Another mental health nurse, Janet Adu Asante outlined the frustration they go through and has made some recommendations that can help reduce the challenges in mental health treatment.
“As a facility, at least 10 bed capacity wards will go a long way in helping the people so that we can admit when they need me. Then secondly, I think medication, patients find it very difficult purchasing medication, so at least if the health insurance can take parts and patients topping up a little or even the one that is supposed to be taken home by the health insurance, it will be very, very important for the patient and they will be less burdened.
And also, patients health insurance, there are some that cannot enroll themselves in case their health insurance is expired, so we plead that if the government can take it up that when their health insurance expires, they can renew it for them without any payments as is being done to those who are pregnant, it will be very, very good as well,” she said.

On the cases the facility records daily, Janet Adu Asante said, “We have suicide, depression, then drugs, substance abuse. As we said earlier, when it comes to suicide, the treatment is psychotherapy and here lies a case we don’t have the psychologist, so we need to stand in as a psychologist to psych the person. So during this time, that is what we do, we counsel the person to reinstate the person’s mind that whatever you are doing, maybe this is what is going to end, so we counsel the person.
And when it comes to substance abuse, we as psychiatric nurses, we play the role of a psychologist, so we assess and we prescribe the medication and administer, and even at a point that the person is going to withdraw, we make sure that we stabilize the person to come back to their normal states”.

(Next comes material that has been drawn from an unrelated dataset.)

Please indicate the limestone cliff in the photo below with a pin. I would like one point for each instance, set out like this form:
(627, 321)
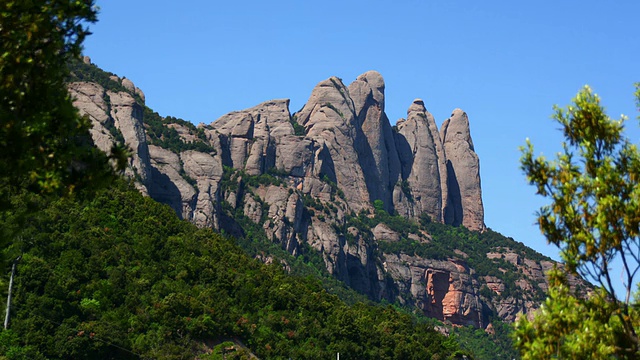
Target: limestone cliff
(310, 180)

Ms. Gifty Atampugbire, a clinical Nursing Auditor at the University of Ghana Medical Center who is passionate about mental health issues calls for human resources in mental health especially training of mental health nurses to handle serious cases.
“Out of the five northern regions, there is not a single State-owned mental hospital, yet the first point of contact for anyone in crisis is usually a nurse or midwife -people who are on the frontline but often lack the skills to provide quality mental health care,” she lamented.
Meanwhile, the Ghana Mental Health Authority has reported a 40% increase in suicide deaths nationwide in 2024 with 475 suicide attempts recorded in just the first half of 2025.